1. Avoid Drinks With Syrups
If you’re not careful, your drink order can majorly screw up your diet during happy hour. Avoid drinks with syrups and you’re avoiding like, 600 grammes of sugar right there. I don’t really care if your whole crew is splitting three pitchers of strawberry margaritas you don’t want it. Vodka soda or wine is usually a safe bet, or just get a martini but ask for no syrup in it. Even some Sangrias have syrups in them, so make sure you actually read the menu before ordering your second round.
2. Eat Something Beforehand
If you’re coming to drinks straight from work, eat something small at your desk so you don’t show up ravenous and chow down the entire bowl of tortilla chips (speaking from experience).
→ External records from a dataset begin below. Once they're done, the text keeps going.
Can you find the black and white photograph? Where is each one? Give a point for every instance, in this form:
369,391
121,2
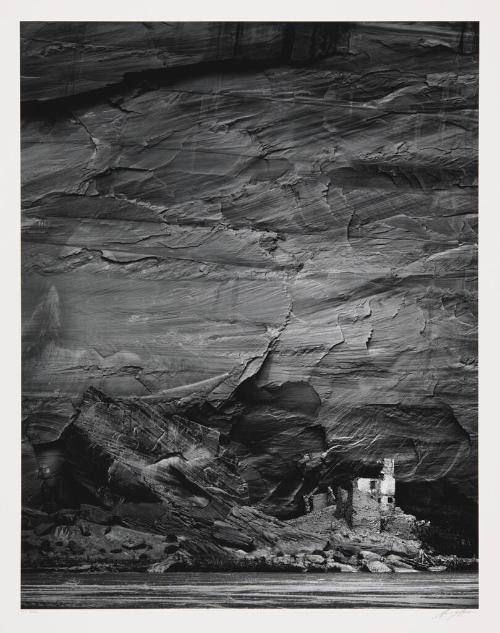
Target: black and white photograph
249,314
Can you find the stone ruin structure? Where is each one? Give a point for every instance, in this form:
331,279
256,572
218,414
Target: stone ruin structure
368,504
383,489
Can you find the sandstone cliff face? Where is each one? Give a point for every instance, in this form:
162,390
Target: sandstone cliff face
249,259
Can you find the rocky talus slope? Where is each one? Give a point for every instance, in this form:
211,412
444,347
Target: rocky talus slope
249,270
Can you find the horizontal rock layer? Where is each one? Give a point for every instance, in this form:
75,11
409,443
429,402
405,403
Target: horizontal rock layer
249,261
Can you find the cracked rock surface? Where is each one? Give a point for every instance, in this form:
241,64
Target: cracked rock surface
249,263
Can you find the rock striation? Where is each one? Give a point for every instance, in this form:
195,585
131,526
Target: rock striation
249,270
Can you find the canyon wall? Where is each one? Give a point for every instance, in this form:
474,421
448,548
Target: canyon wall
249,261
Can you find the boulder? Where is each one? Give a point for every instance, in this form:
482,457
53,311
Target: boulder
316,559
377,567
339,567
367,555
230,536
95,514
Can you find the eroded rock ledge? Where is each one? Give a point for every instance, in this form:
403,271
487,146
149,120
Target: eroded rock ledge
249,267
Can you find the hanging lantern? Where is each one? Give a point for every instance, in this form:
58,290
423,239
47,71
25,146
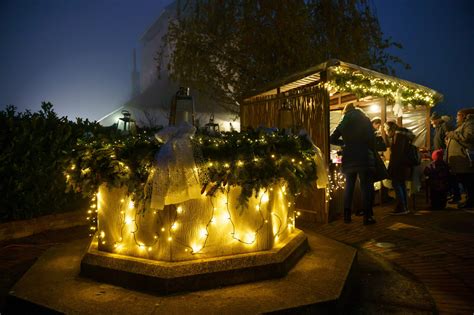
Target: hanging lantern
182,107
211,127
128,125
286,117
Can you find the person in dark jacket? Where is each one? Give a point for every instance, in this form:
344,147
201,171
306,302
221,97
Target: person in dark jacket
358,160
438,179
380,145
441,127
460,142
399,168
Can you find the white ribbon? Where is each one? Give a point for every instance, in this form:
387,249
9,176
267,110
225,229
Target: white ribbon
175,177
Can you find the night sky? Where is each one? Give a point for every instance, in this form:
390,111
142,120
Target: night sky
77,54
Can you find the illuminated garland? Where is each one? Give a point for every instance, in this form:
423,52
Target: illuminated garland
253,160
197,248
345,80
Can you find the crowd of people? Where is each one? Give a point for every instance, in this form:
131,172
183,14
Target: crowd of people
450,172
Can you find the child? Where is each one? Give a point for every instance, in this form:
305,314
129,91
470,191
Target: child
438,178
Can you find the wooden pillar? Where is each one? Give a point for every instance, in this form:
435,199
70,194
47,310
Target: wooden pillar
383,116
428,128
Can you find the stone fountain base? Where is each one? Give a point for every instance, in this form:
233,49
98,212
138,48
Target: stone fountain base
320,283
170,277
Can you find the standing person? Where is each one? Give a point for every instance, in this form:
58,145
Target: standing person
358,159
399,168
380,145
460,141
438,181
441,127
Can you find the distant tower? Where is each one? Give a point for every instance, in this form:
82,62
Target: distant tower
135,77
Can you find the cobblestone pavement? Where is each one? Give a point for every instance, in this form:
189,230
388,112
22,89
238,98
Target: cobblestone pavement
17,256
437,247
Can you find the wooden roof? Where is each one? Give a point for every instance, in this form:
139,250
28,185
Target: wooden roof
312,75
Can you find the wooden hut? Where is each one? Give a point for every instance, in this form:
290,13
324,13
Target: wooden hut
316,98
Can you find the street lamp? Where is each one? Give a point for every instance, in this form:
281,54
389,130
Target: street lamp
182,107
128,122
211,127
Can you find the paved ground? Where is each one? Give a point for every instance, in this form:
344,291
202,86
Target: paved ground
420,263
436,247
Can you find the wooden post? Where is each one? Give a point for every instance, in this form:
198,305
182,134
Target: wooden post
428,128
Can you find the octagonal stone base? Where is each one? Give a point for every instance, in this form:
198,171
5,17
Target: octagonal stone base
170,277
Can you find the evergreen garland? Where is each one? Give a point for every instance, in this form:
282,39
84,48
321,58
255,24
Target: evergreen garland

People usually order a bunch of appetizers for the table, and its fine to snack on those, but if you’re starving, you’ll eat so much more than you planned. Showing up after eating already will save you from hundreds of unwanted calories and will save you from looking like the group fat ass.
3. Share Your Order
When everyone starts browsing the menu, get some friends to share things with you. You don’t have to be the annoying girl getting an undressed side salad when everyone else is getting fish tacos, but at least be smart about your portion sizes. When splitting a few things with friends, you’ll each just take a few bites of what you order, so you’re not actually committing to eating a personal pie if you split one with three other people. Plus, you’re basically saving everyone from over eating, so they can thank you later.
4. Put Things On Your Plate
When there are a bunch of dishes in the middle of the table for everyone to share, it’s easy to just grab as the night goes on, but it’s also risky. If you’re not actually seeing everything you’re eating laid out in front of you, you’ll just keep grabbing and dipping without realizing you’ve basically consumed four meals at this point. By taking a little of everything and putting it on your plate, you’ll see how much you’re eating and determine your own portion sizes.
5. Sit In An Inconvenient Spot
Contrary to popular belief and what your fat self-wants you to think, the prime real estate at happy hour is anywhere that makes it too hard for your hand to keep reaching toward the bread bowl. Or the pretzel bowl. Or the French Fries. Whatever the fuck is available, sit far away from it. Our self-control might be amazing all day long, but when were buzzed and craving carbs, who knows how much we could consume if no one’s stopping us. I mean, it’s all fun and games until you realize you’ve eaten enough nachos to host a Cinco de Mayo party.